Fox Ins. Co. v. Centers for Medicare/Medicaid

Summarized by:

  • Court: 9th Circuit Court of Appeals Archives
  • Area(s) of Law: Insurance Law
  • Date Filed: 05-14-2013
  • Case #: 11-16286; 11-17890
  • Judge(s)/Court Below: Senior Circuit Judge Schroeder for the Court; Circuit Judges Kleinfeld and Berzon
  • Full Text Opinion

When a Medicare Part D insurance provider’s malfeasance is found to create a serious risk of health to Medicare enrollees, governing regulations authorize (1) the immediate termination of the services contract without a pre-termination hearing and (2) the immediate recovery of advanced capitation payments not utilized by the provider after the termination, even as final results of the reconciliation process are pending.

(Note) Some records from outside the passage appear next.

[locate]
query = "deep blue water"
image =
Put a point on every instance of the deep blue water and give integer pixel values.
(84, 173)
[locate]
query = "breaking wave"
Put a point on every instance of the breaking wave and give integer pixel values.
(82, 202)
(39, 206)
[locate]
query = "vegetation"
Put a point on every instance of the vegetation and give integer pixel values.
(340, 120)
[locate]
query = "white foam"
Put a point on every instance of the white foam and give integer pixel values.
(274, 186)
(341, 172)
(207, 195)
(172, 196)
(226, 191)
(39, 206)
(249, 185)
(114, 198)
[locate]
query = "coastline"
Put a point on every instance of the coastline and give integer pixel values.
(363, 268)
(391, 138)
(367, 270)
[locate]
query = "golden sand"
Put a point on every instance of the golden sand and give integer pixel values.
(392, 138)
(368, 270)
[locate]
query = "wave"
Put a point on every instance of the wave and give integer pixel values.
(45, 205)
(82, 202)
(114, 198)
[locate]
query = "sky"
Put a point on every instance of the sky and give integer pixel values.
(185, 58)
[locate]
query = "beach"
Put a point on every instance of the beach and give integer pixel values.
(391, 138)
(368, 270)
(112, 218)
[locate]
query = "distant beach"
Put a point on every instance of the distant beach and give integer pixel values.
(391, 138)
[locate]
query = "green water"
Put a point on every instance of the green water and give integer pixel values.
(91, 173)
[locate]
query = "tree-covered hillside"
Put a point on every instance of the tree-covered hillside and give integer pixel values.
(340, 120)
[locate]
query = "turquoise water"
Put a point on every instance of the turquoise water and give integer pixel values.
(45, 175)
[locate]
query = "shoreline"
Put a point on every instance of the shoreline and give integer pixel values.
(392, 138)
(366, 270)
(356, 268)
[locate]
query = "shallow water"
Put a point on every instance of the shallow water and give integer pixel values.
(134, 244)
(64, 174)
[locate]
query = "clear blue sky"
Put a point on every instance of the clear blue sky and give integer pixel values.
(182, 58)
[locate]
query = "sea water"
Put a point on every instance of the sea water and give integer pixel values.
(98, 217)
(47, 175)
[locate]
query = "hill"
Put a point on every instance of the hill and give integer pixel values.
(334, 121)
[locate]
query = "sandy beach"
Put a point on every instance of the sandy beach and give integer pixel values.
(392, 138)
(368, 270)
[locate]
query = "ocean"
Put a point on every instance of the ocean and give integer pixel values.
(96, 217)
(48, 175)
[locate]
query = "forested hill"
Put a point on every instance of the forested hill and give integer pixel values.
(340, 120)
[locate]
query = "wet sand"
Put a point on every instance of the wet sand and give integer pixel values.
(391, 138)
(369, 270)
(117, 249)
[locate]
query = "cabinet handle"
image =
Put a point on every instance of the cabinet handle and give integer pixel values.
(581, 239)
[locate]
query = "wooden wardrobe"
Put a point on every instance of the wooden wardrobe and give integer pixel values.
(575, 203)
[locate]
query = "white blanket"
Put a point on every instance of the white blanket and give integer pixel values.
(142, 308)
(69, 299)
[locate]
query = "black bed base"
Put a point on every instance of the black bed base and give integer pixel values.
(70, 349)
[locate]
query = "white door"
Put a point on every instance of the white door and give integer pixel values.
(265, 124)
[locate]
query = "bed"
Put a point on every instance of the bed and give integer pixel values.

Following an unsuccessful administrative appeal, Fox Insurance Company, Inc. (“Fox”), a prescription drug insurance coverage provider, filed complaints against The Centers for Medicare and Medicaid Services (“CMS”), the federal agency that administers the Medicare program, challenging the termination of its Medicare Part D services contract and the federal government’s demand for immediate repayment of advanced funds not utilized after the termination became effective. The district court deferred to CMS’s reasonable interpretation of its own regulations, which allowed termination of the contract when enrollees are exposed to “imminent and serious risk to their health.” Holding that the exception to the usual reconciliation process found in 42 C.F.R. § 423.509(b)(2) applied, the CMS was allowed to demand immediate repayment pending the final results of the reconciliation process. The district court rejected Fox’s claim that CMS owed significant money that should be set off against CMS’s demand for payment. The court further concluded that substantial evidence supported a finding that Fox had failed to meet its obligations to plan participants and that no property interest existed on which Fox could base a due process claim. The Ninth Circuit rejected all of Fox’s contentions, holding that both the agency’s interpretation and the regulation itself were consistent with the statutory scheme.. In addition, the panel upheld the district court’s finding that Fox was not in substantial compliance with contractual and statutory requirements. Furthermore, the panel held that, under governing regulations, CMS’s immediate demand for repayment was authorized and that no set off was required. This was the first Medicare Part D contract termination to reach a federal appeals court. AFFIRMED.